Pfsense doesn't duplicate packets or send them on its own.. If your seeing a retran, that came from the client sending it.. Pfsense just sends it on..

If your seeing a flood traffic towards your TV.. Whis is 192.168.1.10 in this sniff? Pfsense wouldn't even see traffic from 2 devices on the lan.. Is pfsense 192.168.1.10? You have some sort of bridge setup?

You doing some sort of nat reflection with source natting?

brookheather

@johnpoz The 192.168.1.10 IP is my Windows 10 server running the Wireshark logging plus Plex and other media services. The pfSense router is on 192.168.1.254. There is no bridge setup - not sure what "nat reflection with source natting" means? The setup is pretty vanilla - an FTTP ONT connected to a pfSense router which is connected to a Netgear managed gigabit switch which has three Asus wireless access points attached - each of which has multiple other wired devices attached.

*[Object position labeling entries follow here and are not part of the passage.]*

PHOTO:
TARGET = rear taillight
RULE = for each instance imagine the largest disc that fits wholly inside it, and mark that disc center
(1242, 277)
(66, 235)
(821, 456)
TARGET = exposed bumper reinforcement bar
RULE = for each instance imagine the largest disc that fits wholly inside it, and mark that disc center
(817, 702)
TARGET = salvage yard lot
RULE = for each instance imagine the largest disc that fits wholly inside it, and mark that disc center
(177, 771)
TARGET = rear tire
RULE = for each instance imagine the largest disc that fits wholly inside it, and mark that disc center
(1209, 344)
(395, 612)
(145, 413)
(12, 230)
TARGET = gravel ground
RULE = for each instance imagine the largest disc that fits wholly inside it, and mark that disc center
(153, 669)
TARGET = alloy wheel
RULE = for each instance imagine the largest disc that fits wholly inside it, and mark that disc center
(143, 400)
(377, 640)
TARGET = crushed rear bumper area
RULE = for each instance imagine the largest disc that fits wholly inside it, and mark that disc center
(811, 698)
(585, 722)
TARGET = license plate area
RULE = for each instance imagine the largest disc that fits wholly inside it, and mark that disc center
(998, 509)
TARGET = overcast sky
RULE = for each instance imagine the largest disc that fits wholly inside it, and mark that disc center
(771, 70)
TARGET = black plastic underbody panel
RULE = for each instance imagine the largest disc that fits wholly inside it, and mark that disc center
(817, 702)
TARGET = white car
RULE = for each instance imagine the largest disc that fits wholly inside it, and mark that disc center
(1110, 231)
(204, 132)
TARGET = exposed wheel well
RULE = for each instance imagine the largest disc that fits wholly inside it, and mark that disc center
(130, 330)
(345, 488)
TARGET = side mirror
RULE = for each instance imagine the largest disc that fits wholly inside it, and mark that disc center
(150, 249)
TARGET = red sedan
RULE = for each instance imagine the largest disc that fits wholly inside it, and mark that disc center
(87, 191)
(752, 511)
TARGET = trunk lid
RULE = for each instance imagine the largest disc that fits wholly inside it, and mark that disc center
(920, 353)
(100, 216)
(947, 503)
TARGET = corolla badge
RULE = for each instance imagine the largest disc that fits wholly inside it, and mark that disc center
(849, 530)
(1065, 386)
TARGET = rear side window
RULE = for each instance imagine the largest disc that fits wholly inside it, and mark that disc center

Are you saying the flood of TCP Retransmission packets is actually coming from the external IP address? I have an external ping running every second to my WAN port and it shows no sign of any increased internet traffic when the flooding is happening - the latency remains low - if there was a flood of packets that saturated my download then I would expect to see an uptick in the latency of the pings.

ts_itops

Hi, did u guys find a solution for this? We have the same problem with Aruba APs and randomly when some clients disconnect after 10 minutes the network gets flooded with tcp retransmissions, we already have different vlans. Network architecture is juniper

brookheather

@ts_itops Reducing the ARP table timeout from 20 minutes to 5 minutes fixed it for me - I have since changed my setup to Unifi switches and wireless access points but haven't bothered to retest with the default ARP timeout. Have you tried a 5 minute ARP timeout?

ts_itops

@brookheather Its already at 5 minutes in our configuration, but we will try to reduce it further, this is a huge problem here at the moment and were searching for days for a solution

johnpoz

@ts_itops If you have something on your network that really wants to talk to 192.168.1.100 for example, and its mac changes to something else.. Then yeah that could cause a lot of traffic to the wrong mac.

But normally IPs and mac combo's don't change very often.. The only thing lowering the arp table cache from 20 to 5 minutes would do would be point IP X to whatever the new mac is a bit faster.

But normally when a device gets a new IP it would send a gratuitous arp - which should update the cache saying hey 192.168.1.100 is at mac xyz..

If the device went away, then a short mac arp table cache would prevent traffic from being sent because their would be no mac for it. But if some device on your network is sending the traffic, the arp cache timeout on pfsense would have nothing to do with that.. Devices like windows normally have a arp cache timeout of like 30 seconds only.

ts_itops

@johnpoz yeah, this makes sense. But i cannot explain how the device sends packets when it left the network. f.e. i left our campus on the evening and drove home, next day i see on our wireshark tracker that my phone sent 15 minutes after i left the building the tcp retransmission storm, this lasted for about 5 minutes then it stopped, all cpus on the switches went to 100% for the duration of the storm, but its not with every device, not even with mine all the time

johnpoz

@ts_itops so you take your phone from network X to network Y, and then on Y you see a storm of retrans still trying to talk to IP 192.168.1.100, even say when your now on 192.168.2/24 ?

Or your seeing this traffic on network X, even though your phone is no longer on the X network?

And this traffic comes from pfsense, or goes through pfsense? If it comes through or from pfsense then yeah the arp cache on pfsense would still think phone IP with mac xyz is still there and sure could continue to send traffic even if phone is no longer on the network. In such a case then sure lower arp cache time on pfsense would lower the amount of time such traffic could be sent.